Believe it or not, there’s a more appropriate—and arguably effective!—way for conservatives to go about setting the press straight. Indeed, it’s possible to back up accusations of incorrect reporting. For example, I remember “Rathergate,” when CBS almost sank President George W. Bush’s reelection campaign with a story about allegedly incriminating National Guard documents that the network utterly failed to verify.5 That moment in 2004 was a watershed for right-wing internet media—because they helped expose CBS’s negligent reporting6 and force the termination of several people at the network. They sensed wrongdoing—but then they put in the work and got a result. Team Trump doesn’t present those kinds of cases, maybe because they’re so rare. Here’s what digs at Trump so deeply: journalists typically bust their asses to make sure their stories about him are well sourced and filled with facts, and because they do their due diligence and their reports don’t make him look so great a lot of the time, Trump doesn’t have the goods to say they’re working in bad faith, much less truly breaking the law. All he has is a pathetic cry that he makes over and over: “Fake news! Fake news!” Each tweet drips with tears.
Well, Joe, there’s nothing illegal about the president saying “Fake news!” all he wants, so what’s the big deal? you may ask. That’s an essential question to thinking about this issue. After all, Nixon’s vice president, Spiro Agnew, called the media “nattering nabobs of negativism,” and no one said he should be given a trial date for it. (That came for other things.) First, I’d say that a relentless campaign to undermine our country’s free press—which we absolutely need to hold powerful people and institutions accountable—is bad regardless of the legality of it. It’s reckless, it resembles the behavior of a strongman more than a president, and it has the side effect of creating a culture in which people think the First Amendment is there to protect only their tribe, not their political rivals. (More on that later.) But second, bellyaching about “fake news” is only the tip of the iceberg, especially when it happens on average—literally—every other day.* How do you think someone of that perspective, with that amount of fixation, that level of power, and that indifference to being held accountable, acts when he isn’t tweeting? “Fake news” is smoke, and the fire’s somewhere close by.
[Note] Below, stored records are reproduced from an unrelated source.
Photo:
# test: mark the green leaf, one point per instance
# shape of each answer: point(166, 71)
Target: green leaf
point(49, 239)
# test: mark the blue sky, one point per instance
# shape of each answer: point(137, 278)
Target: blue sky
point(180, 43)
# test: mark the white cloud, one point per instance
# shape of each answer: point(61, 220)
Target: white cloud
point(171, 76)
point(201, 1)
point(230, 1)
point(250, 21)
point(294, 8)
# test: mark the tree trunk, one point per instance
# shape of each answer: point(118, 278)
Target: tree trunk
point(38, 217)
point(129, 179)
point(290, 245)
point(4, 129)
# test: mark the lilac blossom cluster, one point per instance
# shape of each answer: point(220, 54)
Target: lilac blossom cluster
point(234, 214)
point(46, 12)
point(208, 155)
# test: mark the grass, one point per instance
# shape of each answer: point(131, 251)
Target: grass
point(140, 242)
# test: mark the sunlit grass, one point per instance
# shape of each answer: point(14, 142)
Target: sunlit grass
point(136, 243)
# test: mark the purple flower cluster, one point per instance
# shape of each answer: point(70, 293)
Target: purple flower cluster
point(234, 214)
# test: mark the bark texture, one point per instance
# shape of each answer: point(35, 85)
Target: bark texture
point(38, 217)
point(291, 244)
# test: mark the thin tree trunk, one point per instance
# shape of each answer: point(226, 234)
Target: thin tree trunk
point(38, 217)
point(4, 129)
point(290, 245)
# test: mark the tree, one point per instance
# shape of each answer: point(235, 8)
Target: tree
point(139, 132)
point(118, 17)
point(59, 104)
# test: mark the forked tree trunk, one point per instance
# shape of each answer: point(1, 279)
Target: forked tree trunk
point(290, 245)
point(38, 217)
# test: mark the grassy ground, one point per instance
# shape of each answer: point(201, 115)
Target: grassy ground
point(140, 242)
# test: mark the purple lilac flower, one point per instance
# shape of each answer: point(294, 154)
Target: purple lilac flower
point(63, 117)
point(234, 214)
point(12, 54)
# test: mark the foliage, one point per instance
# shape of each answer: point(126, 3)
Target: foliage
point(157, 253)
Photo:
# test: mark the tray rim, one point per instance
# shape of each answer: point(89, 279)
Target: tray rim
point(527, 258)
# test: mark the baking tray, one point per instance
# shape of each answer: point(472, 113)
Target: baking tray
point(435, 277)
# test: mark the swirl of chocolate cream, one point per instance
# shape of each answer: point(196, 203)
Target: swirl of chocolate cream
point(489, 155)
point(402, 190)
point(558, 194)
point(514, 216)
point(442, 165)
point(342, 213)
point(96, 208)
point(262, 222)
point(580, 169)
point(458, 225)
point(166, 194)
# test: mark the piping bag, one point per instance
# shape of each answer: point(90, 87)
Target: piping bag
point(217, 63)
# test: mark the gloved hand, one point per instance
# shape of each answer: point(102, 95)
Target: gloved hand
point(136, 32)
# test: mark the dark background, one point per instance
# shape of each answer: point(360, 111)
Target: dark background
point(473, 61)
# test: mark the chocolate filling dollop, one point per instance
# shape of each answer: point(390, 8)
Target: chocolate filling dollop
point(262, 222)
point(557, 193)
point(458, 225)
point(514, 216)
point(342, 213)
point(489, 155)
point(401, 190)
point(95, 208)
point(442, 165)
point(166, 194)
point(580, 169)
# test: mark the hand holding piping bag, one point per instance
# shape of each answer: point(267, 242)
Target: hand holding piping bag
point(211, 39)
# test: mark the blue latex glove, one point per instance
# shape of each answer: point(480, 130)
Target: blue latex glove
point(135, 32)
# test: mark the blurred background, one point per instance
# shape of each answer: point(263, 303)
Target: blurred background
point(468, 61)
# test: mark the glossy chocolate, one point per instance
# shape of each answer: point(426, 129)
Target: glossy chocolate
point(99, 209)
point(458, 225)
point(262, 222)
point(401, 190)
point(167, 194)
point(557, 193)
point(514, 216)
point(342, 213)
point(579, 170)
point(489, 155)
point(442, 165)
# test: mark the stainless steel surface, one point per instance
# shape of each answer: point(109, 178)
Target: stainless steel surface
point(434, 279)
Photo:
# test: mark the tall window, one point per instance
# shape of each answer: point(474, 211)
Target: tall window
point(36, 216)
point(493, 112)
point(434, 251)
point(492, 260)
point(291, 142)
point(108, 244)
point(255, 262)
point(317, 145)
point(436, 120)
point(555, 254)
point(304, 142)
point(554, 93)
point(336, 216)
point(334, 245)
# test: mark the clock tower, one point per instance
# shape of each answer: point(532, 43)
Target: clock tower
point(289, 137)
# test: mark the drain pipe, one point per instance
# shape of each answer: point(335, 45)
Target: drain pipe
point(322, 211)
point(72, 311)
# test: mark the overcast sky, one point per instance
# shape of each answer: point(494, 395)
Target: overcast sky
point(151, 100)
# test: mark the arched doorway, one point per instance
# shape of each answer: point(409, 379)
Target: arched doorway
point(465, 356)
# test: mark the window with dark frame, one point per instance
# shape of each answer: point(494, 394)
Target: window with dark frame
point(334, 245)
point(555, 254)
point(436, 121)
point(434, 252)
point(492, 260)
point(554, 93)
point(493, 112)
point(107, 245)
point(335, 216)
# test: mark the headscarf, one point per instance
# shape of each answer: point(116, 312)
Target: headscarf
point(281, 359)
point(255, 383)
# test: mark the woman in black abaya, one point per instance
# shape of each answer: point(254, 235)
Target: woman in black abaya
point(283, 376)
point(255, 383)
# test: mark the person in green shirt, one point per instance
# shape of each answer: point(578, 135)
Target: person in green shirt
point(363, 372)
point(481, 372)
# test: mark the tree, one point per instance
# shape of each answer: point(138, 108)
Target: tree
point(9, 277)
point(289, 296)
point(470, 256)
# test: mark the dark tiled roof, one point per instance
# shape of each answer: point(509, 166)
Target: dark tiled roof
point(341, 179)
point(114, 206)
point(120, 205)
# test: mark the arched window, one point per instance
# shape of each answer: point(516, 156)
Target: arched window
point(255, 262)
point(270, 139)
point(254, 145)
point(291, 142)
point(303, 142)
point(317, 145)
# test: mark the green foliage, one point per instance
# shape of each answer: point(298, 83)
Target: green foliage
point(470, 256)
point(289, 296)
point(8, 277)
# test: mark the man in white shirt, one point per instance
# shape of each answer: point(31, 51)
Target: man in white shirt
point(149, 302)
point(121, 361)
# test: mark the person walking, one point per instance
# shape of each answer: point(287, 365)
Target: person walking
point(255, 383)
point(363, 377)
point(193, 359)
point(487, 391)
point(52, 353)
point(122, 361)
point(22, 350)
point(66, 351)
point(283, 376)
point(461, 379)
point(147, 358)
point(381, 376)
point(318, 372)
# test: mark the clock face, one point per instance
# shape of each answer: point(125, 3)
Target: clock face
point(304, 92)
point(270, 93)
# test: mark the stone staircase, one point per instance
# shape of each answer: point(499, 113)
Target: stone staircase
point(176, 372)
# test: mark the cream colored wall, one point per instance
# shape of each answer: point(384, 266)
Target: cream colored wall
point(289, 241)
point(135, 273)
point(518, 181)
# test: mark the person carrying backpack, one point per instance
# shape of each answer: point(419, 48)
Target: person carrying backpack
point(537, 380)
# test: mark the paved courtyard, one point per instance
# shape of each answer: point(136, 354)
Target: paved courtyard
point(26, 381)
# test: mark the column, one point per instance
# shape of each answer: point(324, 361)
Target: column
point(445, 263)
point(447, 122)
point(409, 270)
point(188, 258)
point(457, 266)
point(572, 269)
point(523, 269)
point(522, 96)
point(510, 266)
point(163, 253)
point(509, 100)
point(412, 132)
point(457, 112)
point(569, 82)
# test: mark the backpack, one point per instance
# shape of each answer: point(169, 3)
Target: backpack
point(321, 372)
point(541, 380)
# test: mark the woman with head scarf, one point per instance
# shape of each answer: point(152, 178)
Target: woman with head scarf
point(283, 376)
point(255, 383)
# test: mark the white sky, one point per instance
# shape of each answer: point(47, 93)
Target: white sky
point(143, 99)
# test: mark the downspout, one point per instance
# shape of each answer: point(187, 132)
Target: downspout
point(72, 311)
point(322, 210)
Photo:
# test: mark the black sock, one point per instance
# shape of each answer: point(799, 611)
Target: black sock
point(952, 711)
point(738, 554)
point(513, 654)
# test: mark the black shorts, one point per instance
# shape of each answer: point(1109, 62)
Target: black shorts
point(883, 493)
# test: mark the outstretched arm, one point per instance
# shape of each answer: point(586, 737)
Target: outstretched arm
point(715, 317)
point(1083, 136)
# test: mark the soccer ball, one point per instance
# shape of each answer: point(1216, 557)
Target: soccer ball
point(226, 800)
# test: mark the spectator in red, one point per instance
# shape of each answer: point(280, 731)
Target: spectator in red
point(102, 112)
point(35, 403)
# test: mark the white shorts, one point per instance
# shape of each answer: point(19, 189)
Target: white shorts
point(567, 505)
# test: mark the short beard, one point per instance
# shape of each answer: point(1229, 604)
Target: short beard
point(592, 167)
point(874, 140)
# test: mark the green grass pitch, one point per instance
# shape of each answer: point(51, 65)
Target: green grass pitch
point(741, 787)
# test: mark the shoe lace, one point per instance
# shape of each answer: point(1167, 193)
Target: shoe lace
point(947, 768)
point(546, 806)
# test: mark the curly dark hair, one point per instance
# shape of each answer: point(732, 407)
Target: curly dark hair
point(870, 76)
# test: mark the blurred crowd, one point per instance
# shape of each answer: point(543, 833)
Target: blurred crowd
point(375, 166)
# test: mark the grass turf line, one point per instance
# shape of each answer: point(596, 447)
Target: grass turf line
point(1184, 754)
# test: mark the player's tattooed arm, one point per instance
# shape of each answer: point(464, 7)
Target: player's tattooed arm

Look to history as a guide, as this First Amendment lawsuit against Trump does: “The Nixon Administration was particularly antagonistic to the press and subjected those on an ‘enemies list’ to illegal wiretaps, tax audits, and office searches. It threatened to take action against broadcast licenses owned by the Washington Post in retaliation for its coverage of the Watergate scandal, proposed an official monitoring system through the FCC [Federal Communications Commission], and manipulated tax and antitrust enforcement efforts to punish the press,”7 the complaint reads. You see, rarely is talk just “talk” when it comes from a regime that acts as though it’s above the law. If the president says the media are an enemy, the chances are that he acts on it. That was the case with Nixon—and now it’s the case with Trump.